Ann smiled as she remembered the amateurish production of her family play, and the giggles of the wise men and the awkward announcement of the three-year-old innkeeper, saying, "There is no room in this inn." And she remembered how her father-in-law had put his arm around her waist and thanked her for taking the time to write them a play.

She remembered how proud her children had been to take her cookies to school--baked, under duress, at nine p.m. She thought with anticipation how each of her little girls would love those soft, fluffy new doll clothes when they opened their gifts in just a few short hours--and she was glad, so glad, she had taken the time to make them. She re-read a Christmas card, sent from a friend who had long ago lost her address: "Dear Ann and Kenneth, Thank you so much for writing to us! We think of you often. Isn't Christmas a wonderful time of year!" She thought of all her neighbors, whom she rarely saw in the wintertime, and how they had welcomed her as she came bearing pies; she remembered the warmth of their friendship, and the feeling that welled up inside of her because she had taken the time to reach out.

She let her mind wander to the far-off countries where each missionary in her ward labored--and where each would, in the next few weeks, receive her cheerful New Year's cards. She hoped that when her own sons served missions, others would take the time to cheer them, too.

She lingered on the remembered faces of those dear elderly people she and her husband had caroled to on Spencer Street. One woman had clasped her hand and whispered, "You remind me so of my daughter. It's been like having her back for a time, just to watch you sing." Her mind raced back to the Hansen home, and how she and her next-door neighbor had cleaned up the house, delivered the casserole, and distributed the toys to the excited children. "I wish I had bought them better toys," she sighed.

The music enveloped her, and she pushed her head back, far into the cushion of the couch. "I don't think I have ever just relaxed on this couch," she thought, as her eyes surveyed the pleasant room that was hers to clean, entertain in, have family home evening in, but never relax in. Then her eyes rested on a homemade envelope, addressed to "The Best Mommy in the World." Inside was a coupon in third-grade cursive writing: "Good for one day of tending the baby, so you won't have to be so busy. Love, Cindy."
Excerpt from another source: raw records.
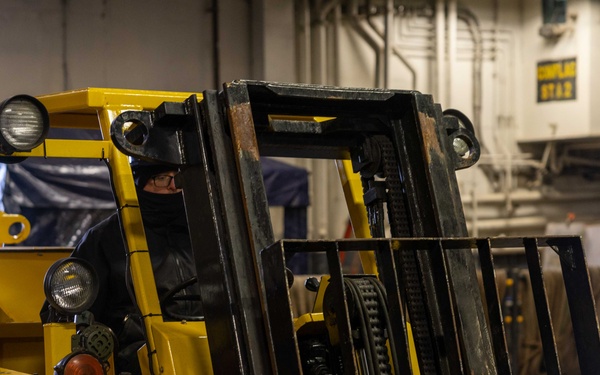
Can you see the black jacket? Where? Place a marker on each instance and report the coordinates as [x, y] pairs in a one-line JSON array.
[[170, 251]]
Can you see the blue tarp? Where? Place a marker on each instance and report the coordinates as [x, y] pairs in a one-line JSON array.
[[63, 199]]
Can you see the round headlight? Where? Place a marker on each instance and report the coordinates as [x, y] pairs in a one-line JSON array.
[[24, 124], [71, 285], [79, 364]]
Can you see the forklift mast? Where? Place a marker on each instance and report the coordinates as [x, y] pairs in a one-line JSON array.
[[427, 300], [406, 151]]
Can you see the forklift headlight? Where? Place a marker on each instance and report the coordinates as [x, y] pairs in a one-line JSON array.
[[71, 285], [79, 364], [24, 124]]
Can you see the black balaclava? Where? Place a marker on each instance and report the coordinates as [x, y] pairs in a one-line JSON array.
[[157, 209], [162, 209]]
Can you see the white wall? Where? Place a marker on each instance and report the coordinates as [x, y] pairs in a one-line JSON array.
[[52, 45]]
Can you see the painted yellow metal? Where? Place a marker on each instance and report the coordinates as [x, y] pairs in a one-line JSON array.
[[352, 188], [177, 348], [21, 276], [353, 192], [57, 343], [5, 371], [22, 347], [187, 346], [8, 222]]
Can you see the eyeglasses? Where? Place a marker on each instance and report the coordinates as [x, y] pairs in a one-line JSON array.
[[162, 180]]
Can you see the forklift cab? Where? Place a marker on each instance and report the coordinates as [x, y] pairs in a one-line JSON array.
[[416, 308]]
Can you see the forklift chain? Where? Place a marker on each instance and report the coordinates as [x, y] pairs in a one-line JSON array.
[[369, 297], [399, 227]]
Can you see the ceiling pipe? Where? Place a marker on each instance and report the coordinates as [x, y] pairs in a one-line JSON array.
[[390, 45], [440, 44], [303, 36], [376, 44]]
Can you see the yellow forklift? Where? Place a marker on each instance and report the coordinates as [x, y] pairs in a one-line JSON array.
[[416, 308]]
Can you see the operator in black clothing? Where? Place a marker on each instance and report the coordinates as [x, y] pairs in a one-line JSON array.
[[167, 236]]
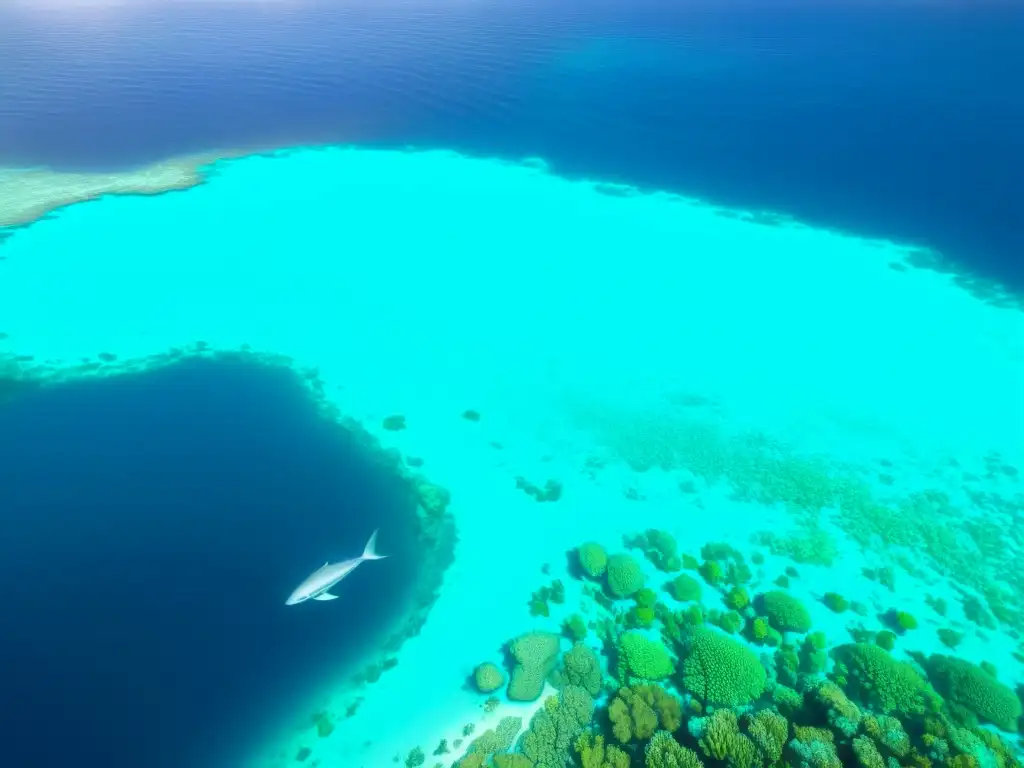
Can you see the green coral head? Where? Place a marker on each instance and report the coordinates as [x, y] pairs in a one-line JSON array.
[[625, 576], [721, 671], [593, 559], [643, 658], [783, 611]]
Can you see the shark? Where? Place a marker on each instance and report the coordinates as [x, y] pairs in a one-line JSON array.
[[318, 584]]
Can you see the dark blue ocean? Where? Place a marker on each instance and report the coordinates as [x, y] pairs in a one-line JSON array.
[[152, 527], [900, 119]]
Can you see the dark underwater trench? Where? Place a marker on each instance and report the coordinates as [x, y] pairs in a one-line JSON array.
[[152, 526]]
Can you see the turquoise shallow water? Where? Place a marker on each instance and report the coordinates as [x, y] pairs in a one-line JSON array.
[[788, 415]]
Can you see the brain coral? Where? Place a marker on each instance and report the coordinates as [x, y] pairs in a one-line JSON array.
[[592, 559], [583, 669], [487, 678], [721, 671], [641, 657], [536, 654], [625, 576], [970, 686], [784, 611], [873, 677]]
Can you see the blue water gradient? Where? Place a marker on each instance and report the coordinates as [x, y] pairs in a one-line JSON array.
[[153, 527], [900, 120]]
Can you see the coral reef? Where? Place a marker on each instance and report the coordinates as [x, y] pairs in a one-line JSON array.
[[698, 696]]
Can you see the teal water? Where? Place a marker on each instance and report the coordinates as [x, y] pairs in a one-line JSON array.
[[744, 418], [662, 482]]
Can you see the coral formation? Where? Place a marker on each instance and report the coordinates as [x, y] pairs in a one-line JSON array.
[[536, 654], [721, 671], [487, 678], [593, 559], [975, 689], [624, 574], [783, 611]]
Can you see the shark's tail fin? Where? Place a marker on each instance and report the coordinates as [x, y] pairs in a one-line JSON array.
[[370, 551]]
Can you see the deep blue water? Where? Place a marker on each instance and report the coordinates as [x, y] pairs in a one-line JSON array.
[[151, 529], [901, 119]]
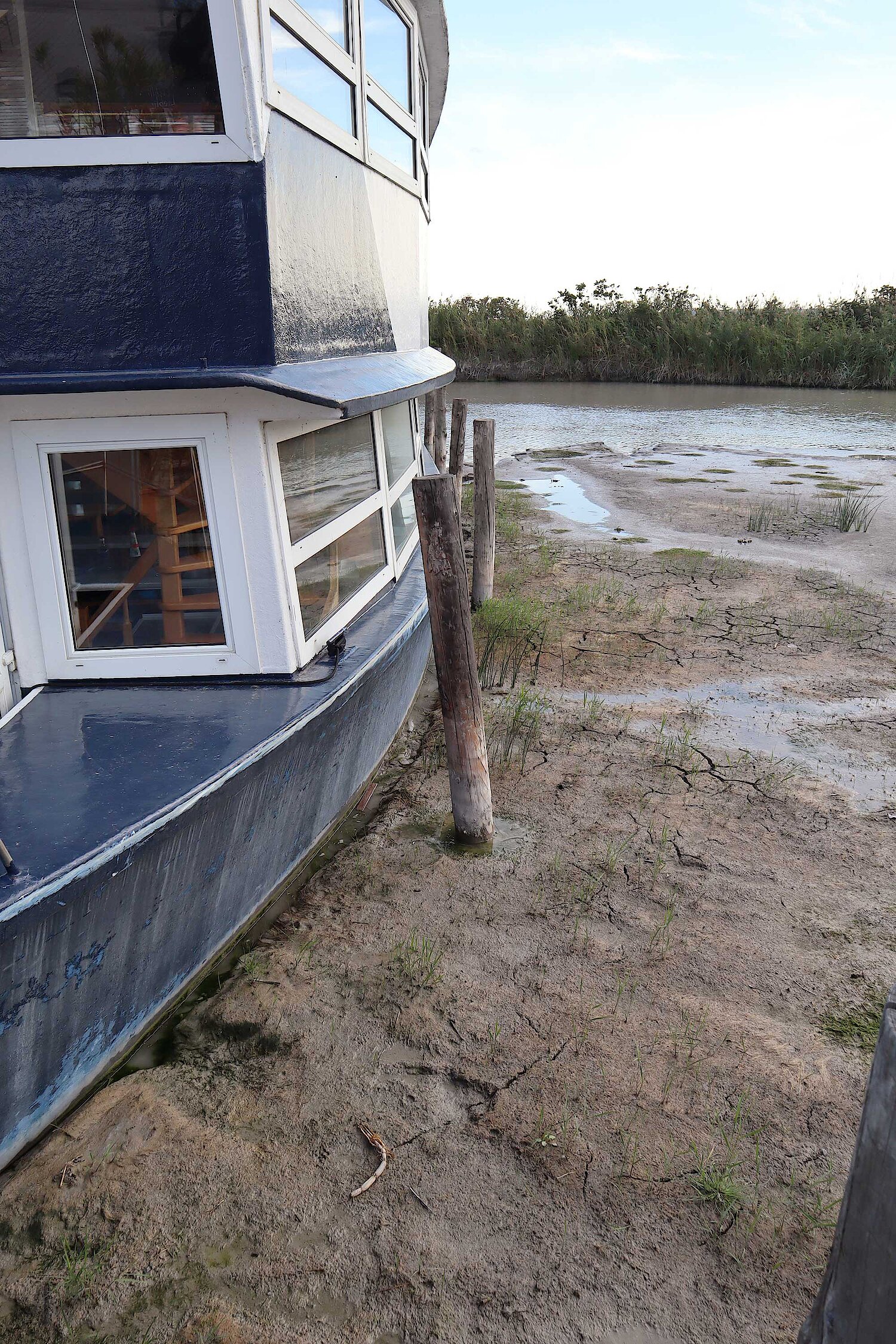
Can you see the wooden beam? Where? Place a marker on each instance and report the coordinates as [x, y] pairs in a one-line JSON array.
[[438, 518], [857, 1299], [429, 422], [483, 511], [458, 443]]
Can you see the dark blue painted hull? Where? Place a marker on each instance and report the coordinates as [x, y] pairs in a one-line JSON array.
[[112, 918]]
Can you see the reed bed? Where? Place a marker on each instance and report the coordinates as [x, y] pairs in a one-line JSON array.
[[668, 335]]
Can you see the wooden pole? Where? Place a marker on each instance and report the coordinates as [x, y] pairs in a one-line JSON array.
[[440, 522], [458, 443], [483, 511], [440, 437], [857, 1299], [429, 422]]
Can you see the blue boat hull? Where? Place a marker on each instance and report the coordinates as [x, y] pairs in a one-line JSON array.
[[93, 952]]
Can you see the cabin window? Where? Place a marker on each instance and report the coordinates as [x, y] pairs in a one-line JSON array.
[[398, 434], [390, 140], [332, 577], [332, 19], [327, 474], [301, 73], [92, 69], [403, 519], [367, 96], [387, 47], [136, 549], [348, 515]]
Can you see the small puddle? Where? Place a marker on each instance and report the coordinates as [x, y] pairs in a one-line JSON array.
[[564, 496], [510, 837], [759, 717]]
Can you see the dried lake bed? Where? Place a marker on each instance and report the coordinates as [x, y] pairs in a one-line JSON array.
[[618, 1063]]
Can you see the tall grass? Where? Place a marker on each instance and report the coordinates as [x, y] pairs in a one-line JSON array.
[[668, 335]]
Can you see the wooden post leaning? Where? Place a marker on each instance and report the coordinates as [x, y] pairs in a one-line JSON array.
[[429, 422], [857, 1299], [440, 522], [458, 443], [483, 511], [440, 437]]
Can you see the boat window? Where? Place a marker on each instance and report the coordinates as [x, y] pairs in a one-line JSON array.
[[136, 549], [332, 18], [387, 47], [367, 97], [88, 67], [305, 76], [398, 436], [327, 474], [390, 140], [347, 514], [403, 519], [328, 579]]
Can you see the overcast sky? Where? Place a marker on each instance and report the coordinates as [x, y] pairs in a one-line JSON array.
[[732, 146]]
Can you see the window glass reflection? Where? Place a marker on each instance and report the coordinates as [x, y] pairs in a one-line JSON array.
[[136, 67], [306, 77], [326, 474], [387, 49], [331, 18], [403, 519], [398, 432], [332, 577], [390, 140], [136, 549]]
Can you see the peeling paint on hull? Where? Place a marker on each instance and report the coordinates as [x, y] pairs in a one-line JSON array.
[[92, 958]]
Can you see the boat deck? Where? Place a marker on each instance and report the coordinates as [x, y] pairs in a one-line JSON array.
[[84, 765]]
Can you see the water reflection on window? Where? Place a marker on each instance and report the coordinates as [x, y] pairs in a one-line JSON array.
[[387, 47], [390, 140], [398, 433], [99, 69], [326, 474], [403, 519], [136, 549], [332, 577], [306, 77]]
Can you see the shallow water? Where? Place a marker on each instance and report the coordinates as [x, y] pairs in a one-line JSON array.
[[564, 496], [759, 717], [632, 417]]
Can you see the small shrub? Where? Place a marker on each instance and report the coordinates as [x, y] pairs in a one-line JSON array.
[[510, 633], [515, 728]]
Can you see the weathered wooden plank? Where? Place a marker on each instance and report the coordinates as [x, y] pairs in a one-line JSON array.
[[440, 522], [483, 511], [857, 1299]]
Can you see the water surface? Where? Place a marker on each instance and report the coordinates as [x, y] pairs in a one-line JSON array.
[[633, 417]]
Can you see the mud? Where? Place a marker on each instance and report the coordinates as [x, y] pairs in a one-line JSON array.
[[598, 1057]]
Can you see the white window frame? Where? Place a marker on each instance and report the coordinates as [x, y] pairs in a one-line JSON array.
[[351, 66], [34, 443], [381, 502], [233, 146]]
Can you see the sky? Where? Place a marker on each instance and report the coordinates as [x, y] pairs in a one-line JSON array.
[[735, 147]]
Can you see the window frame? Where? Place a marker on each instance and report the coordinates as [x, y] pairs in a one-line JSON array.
[[233, 146], [296, 553], [352, 66], [34, 444]]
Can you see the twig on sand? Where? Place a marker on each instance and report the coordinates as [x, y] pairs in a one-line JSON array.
[[375, 1142]]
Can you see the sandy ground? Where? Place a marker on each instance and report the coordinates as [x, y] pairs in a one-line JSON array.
[[703, 498], [617, 1063]]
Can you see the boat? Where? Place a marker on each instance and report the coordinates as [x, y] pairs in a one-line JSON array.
[[213, 612]]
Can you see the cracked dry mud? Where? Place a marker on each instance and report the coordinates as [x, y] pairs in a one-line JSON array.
[[597, 1055]]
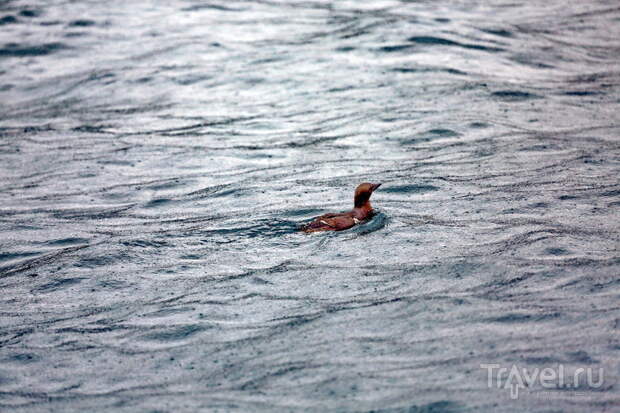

Her record on the stereo had reached the "Hallelujah Chorus," and with tears dropping from joyful eyes, Ann held the coupon to her cheek and thought of the sixty-two nativity scenes she had made for each Primary child. The love and contentment of the Spirit of Christ entered her heart.

"Oh, Lord," she said aloud. "I was afraid I had lost the spirit of Christmas. But I didn't lose it. It was there all the time, in the pile of things to do on my kitchen counter. It was there all the time! Just didn't have time to notice it until now."